Boxing bouts were a big help to recruitment. Jim was of course also available for exhibition bouts. The records show that during 1918 he had six No-Decision bouts with his regular adversary "Battling" Levinsky, three exhibition bouts with Harry Greb (famous for his defeat of Gene Tunney, a defeat avenged four times afterwards by Tunney) and another with Joe Bonds (See Appendix 30 - Recruiting.)

However, Coffey had lost none of his ambition in pursuit of the heavyweight title, and to this end early in 1919 (12th Feb.) he went twelve rounds with (guess who?) "Battling" Levinsky. Coffey, who only months before had fought two No-Decision bouts with the Battler and again about a year before that (11th Sept. 1917) had fought a twelve round draw with the same Levinsky (as well as several other bouts previously) this time lost the decision, to Coffey’s great annoyance. But, as surmised before, let’s call the Coffey/Levinsky battles as level pegging and look at two of the other serious bouts in 1919 in the U.S.A.

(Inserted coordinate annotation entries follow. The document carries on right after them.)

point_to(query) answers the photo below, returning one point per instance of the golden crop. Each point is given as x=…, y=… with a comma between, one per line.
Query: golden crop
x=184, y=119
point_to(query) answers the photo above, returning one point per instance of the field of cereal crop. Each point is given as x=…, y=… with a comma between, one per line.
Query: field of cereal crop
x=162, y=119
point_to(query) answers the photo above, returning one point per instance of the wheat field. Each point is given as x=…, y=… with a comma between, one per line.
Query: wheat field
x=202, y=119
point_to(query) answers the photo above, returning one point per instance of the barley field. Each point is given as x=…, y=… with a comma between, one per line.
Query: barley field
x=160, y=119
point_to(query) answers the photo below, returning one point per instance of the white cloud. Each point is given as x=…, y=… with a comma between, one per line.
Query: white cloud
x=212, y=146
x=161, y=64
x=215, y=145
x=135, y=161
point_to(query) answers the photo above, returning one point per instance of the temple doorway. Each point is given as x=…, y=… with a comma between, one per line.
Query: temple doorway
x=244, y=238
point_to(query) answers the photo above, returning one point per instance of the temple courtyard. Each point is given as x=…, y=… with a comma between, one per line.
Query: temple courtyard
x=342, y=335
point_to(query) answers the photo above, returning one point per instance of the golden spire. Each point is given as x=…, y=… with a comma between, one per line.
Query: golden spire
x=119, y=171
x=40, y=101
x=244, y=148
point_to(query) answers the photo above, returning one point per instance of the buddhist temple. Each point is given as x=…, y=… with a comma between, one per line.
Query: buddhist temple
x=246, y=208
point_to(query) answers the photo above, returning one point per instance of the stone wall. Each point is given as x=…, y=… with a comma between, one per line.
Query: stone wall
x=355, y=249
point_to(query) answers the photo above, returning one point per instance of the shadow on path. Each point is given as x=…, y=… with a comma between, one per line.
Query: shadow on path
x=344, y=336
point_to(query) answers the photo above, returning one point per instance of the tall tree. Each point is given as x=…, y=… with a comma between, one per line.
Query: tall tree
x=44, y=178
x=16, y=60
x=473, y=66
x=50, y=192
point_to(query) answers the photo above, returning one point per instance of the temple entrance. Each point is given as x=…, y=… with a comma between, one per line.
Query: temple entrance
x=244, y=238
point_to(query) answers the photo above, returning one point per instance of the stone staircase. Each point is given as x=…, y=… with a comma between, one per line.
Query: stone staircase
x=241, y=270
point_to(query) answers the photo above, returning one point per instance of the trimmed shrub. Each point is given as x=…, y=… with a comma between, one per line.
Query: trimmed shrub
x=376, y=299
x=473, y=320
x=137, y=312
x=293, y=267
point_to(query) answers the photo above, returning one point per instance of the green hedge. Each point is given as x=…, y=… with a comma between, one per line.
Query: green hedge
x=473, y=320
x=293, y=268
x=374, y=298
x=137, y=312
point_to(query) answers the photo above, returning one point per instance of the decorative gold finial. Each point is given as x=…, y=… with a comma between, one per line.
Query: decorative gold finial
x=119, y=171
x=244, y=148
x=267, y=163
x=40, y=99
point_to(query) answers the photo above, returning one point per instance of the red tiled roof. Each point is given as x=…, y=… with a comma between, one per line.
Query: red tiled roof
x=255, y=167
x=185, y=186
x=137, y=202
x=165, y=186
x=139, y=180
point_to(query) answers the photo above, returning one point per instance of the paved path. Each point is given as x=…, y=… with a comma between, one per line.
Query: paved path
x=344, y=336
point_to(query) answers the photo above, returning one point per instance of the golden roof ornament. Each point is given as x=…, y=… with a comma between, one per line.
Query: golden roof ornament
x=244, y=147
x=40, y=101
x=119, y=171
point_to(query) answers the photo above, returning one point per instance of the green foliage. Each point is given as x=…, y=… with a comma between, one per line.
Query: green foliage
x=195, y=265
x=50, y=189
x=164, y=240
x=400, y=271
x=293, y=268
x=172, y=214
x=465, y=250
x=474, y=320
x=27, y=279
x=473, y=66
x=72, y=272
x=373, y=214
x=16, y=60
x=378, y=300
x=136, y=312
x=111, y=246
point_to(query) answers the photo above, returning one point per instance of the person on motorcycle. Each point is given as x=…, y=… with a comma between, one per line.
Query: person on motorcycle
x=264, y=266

On 3rd March 1919 he won on points over eight rounds a decision against Larry Williams. Oddly enough they had met seven years before at the very outset of both careers when Coffey KO’d Williams in April 1912 in round two. In more up-to-date times (1921) after the Dempsey-Carpentier fight, Tunney engaged Larry Williams to work out with him because for the Carpentier fight Williams had been Dempsey’s chief sparring partner. Tunney as well as studying films of Dempsey’s recent fights used to also hire any boxer who had boxed with Dempsey. Larry was invaluable to Tunney who considered Larry to be a smart, fast, heavy-hitting heavyweight. To survive as Dempsey’s chief sparring partner was no mean feat. For Coffey to beat Williams in eight rounds showed he was still picking top opposition.

Harry GrebHarry Greb

This also applies to Jack Clifford who went six rounds with Gene Tunney a few weeks after Tunney’s winning the title of Light-Heavyweight Champion of America from (guess who?) "Battling" Levinsky. Another example of a victory for youth and strength (Tunney) over age and experience (Levinsky).

Coffey’s third fight in 1919 was a bit of a fiasco. Some business shop-keepers in Castlerea, County Roscommon, arranged that Billy Warren, a supposed professional boxer, would oppose Coffey in a boxing match in the town. They told Coffey that it was only an exhibition bout and he was to take it easy with Warren. However, it seems they forgot to tell Warren, so he seriously assaulted Coffey, who defended himself by knocking Warren out.

Warren had claimed he’d fought with Jack Johnson, but even in the longest record of Johnson’s career there is no mention of Billy Warren. Rumour had it that he hadn’t boxed for six years. It isn’t known what became of the prize money, or Billy Warren for that matter. It’s a surprise that the “fight” is listed in most records. The actual date of the incident in Castlerea is not known.